Évoquant le métier de comédien, Jalila Baccar a souligné qu’incarner un personnage exige avant tout une profonde conscience de soi et du monde qui nous entoure. Parmi les rôles auxquels elle demeure particulièrement attachée, elle a cité celui de Baya dans «Ghassalet Ennouader».

Jouer sur scène nécessite également, selon elle, un véritable travail de recherche, qui ne se limite pas au cadre académique. Cela suppose le développement d’une conscience multiple, artistique, corporelle, politique, sociale, etc. Une conscience vivante, en perpétuelle évolution. Une démarche qui se nourrit, comme elle le précise, de la rencontre avec l’autre, mais aussi de la confrontation des idées, des expériences et des regards.

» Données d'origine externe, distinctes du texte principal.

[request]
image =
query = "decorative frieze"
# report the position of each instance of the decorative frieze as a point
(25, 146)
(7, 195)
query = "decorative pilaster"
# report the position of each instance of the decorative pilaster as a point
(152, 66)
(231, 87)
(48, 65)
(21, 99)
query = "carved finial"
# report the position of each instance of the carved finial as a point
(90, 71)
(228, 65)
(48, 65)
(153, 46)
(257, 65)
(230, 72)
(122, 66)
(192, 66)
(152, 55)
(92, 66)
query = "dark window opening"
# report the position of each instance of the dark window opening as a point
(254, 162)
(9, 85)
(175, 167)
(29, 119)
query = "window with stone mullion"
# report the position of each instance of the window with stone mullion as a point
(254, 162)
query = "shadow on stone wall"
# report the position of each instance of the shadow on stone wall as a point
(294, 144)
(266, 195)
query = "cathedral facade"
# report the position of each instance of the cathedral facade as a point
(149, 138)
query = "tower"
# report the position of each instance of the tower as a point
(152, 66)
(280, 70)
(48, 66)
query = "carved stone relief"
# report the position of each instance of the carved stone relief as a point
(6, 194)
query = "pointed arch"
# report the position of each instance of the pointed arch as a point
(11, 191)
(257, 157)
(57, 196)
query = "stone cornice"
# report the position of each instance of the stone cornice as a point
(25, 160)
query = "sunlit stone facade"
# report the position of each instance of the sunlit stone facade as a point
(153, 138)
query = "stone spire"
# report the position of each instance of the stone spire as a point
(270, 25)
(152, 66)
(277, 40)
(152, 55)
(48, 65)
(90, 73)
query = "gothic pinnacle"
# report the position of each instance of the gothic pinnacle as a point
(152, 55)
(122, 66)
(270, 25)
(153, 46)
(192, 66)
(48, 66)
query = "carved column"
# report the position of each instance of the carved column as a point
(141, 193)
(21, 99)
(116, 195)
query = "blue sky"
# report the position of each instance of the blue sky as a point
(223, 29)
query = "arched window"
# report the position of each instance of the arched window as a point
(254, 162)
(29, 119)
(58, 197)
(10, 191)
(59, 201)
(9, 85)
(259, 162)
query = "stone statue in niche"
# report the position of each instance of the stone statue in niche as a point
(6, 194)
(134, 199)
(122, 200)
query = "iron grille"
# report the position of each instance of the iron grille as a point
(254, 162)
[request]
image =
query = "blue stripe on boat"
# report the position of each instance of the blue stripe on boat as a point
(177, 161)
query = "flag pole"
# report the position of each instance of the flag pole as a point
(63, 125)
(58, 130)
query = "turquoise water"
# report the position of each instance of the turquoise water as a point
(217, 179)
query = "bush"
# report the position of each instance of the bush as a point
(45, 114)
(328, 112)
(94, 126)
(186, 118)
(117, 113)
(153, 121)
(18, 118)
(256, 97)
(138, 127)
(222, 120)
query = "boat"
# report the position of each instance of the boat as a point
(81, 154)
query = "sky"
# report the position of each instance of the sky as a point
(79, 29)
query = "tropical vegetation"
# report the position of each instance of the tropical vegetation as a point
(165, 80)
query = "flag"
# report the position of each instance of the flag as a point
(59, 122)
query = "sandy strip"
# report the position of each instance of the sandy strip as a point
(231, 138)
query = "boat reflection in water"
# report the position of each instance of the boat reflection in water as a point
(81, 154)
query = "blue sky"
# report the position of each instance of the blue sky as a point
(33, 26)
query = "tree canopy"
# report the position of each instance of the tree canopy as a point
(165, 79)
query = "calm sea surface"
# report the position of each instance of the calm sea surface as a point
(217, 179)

Jalila Baccar a encouragé les étudiants et jeunes comédiens présents dans la salle à se former sans relâche, à travers les lectures, les spectacles et le visionnage d’œuvres diverses. Elle les a également invités à prendre pleinement conscience de la force du théâtre et de sa capacité à influencer les représentations collectives et à interroger la doxa dominante.

«Dommage que nous ne vous ayons pas laissé un monde meilleur », a-t-elle confié avec émotion et d’ajouter:  «Je rêve d’un pays plus uni, plus fort et plus propre. Après «Violences», «Peur» et «Rêve(s)», si je devais écrire une autre pièce, elle s’intitulerait «Espoir»».